COVID-19 is taking a heavy toll in America’s mental health-care deserts

COVID-19 is taking a heavy toll in America’s mental health-care deserts
Posted on Dec 30 2020
National Geographic

Although the pandemic boosted virtual telemedicine and efforts to normalize the conversation around seeking help for mental health concerns, this progress has not addressed the root crisis: There aren’t enough mental health-care workers to treat everyone in need. That scarcity isn’t something the nation can solve overnight. “It takes eight years to make a social worker,” says Ken Duckworth, CMO for NAMI. Practitioners ranging from rural clinics to larger nonprofits like the National Alliance on Mental Illness had to up their services. “Isolation is hard on people,” Duckworth says. “Uncertainty is hard on people.

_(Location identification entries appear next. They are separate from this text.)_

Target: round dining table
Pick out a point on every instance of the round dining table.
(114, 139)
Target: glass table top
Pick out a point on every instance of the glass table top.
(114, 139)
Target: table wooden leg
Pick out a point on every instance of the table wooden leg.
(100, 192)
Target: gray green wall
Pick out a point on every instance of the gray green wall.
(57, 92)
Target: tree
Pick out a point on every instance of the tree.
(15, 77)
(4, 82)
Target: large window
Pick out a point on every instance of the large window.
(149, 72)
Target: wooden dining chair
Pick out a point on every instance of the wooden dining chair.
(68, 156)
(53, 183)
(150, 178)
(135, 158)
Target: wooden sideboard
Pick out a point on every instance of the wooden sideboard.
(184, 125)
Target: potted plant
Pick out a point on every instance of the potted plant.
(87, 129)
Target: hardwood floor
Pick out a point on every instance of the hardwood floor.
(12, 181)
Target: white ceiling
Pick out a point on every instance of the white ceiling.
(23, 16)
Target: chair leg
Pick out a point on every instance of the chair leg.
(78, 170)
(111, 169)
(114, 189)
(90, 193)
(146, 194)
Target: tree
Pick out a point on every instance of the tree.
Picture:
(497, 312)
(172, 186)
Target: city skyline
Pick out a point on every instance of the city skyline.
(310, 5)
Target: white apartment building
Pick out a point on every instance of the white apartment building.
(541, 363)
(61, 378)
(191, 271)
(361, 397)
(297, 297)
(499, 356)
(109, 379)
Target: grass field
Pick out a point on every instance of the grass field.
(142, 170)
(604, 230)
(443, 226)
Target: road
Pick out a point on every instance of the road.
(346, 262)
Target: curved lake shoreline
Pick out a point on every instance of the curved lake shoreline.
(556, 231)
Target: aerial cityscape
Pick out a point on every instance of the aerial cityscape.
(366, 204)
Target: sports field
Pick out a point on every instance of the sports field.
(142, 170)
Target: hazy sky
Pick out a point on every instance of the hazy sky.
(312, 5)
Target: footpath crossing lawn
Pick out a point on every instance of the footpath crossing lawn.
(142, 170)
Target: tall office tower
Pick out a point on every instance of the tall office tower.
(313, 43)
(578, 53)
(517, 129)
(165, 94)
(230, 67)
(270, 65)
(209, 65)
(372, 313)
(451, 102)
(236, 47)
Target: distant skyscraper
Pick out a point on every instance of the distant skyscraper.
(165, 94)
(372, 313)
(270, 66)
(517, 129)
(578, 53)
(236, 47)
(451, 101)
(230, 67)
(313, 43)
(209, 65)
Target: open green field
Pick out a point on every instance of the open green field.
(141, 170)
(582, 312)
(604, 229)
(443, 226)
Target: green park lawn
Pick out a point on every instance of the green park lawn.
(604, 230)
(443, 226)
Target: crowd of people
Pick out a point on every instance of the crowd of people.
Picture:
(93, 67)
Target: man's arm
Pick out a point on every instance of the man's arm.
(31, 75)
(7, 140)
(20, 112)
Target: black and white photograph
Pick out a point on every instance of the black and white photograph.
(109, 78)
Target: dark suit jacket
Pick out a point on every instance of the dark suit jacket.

Winter can be hard on people. People are in distress, and they’re having clinically significant experiences.” “It has become much more ordinary to seek help for mental health,” Duckworth says. “Going forward, people with mental health concerns may not be considered the other.” The National Alliance on Mental Illness’s helpline has seen an increase in calls. At the onset of the pandemic, the number of people phoning them tripled. This volume has waxed and waned with outbreaks and other tumultuous events this year, such as the presidential election, the continued perpetuation of violent white nationalism, and the social movements toward equality. NAMI has recruited additional volunteers to handle the uptick. Teletherapy and phone sessions have closed the distance between providers and their rural patients, but this new connectivity is far from a cure-all, Duckworth says.